From the GUI you have a lot of options. Usually, you will never need to use them (and if you do, you can save them as default) for regular usage.
There are several tabs. These are two that you will definitely need to use: The 'input files' tab, where you drag and drop (from Windows Explorer for example) the files you want to process, and the 'Execution' tab from where you launch the extraction process and see the progress.
This is the 'input files' tab:
This is the 'execution' tab:
As you can see, when a extraction is in progress you can see a preview of the subtitles (as they are being produced), the actual output Windows from the extraction process, progress, and more.
By default, CCExtractor produces .srt (SubRip) subtitles, as they are universally supported by all players, and they are easy to edit. There are however other formats that CCExtractor can generate.
This is the 'output' tab:
Modifying how subtitles look like
By default, CCExtractor does it best to produce subtitles that look as they do on the TV. Depending on personal tastes, this is a good thing or it can be extremely annoying. In particular, there are two things that you may want to change: Position: Real closed captions are displayed on 32 columns by 15 rows grid. The person producing the captions can position them anywhere in the screen.
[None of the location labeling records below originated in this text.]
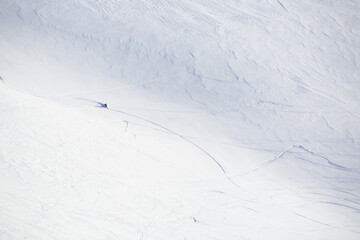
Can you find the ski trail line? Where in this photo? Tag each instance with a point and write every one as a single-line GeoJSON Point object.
{"type": "Point", "coordinates": [179, 135]}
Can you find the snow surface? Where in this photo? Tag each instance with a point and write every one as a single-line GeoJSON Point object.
{"type": "Point", "coordinates": [226, 120]}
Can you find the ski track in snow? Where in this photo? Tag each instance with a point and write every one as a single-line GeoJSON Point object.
{"type": "Point", "coordinates": [171, 131]}
{"type": "Point", "coordinates": [263, 92]}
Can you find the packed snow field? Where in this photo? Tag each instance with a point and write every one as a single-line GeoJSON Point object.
{"type": "Point", "coordinates": [226, 119]}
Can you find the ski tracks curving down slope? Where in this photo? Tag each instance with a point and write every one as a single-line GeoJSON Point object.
{"type": "Point", "coordinates": [225, 119]}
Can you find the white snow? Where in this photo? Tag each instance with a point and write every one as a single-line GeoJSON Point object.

For deaf people this is useful to know who's talking or where the sound is coming from. In the produces files, it might look like this:
SG. FERNANDEZ VOLKER.
If this is annoying for you, you can select the 'center text' option in the decoder tab. Capitalization: Many stations broadcast their captions IN ALL CAPS, which is usually harder to read. I believe the reason is that the very first decoders (from decades ago) didn't support lowercase, and some stations or captions producers really really want to be on the safe side. Anyway, CCExtractor can apply the standard (English) capitalization rules and fix this. There is a small list of words that CCExtractor knows that must be capitalized, and you can also supply a file with a more complete list.
This is the 'decoder' tab from where you can change these and other things:
Installation details (i.e. what are you installing on my computer?)
Starting with version 0.64, the installer registers a DLL in your computer. This is a DirectShow filter that allows extraction of CC data from wtv files. If you don't want or can't (because you don't have administrator privileges) register this DLL, everything will still work except wtv support. Other than this the installer just copies the same files included in the .zip file with the windows binaries. No other changes are made.
The GUI needs the .NET runtime (it comes with Vista and 7, and most likely you already have it for other programs). If it is not installed it will download it from Microsoft's website.
You can uninstall everything from the Add & Remove programs option in the control panel and nothing is left behind (I think, because the Windows installer creator in Visual Studio is a bit of a black box…).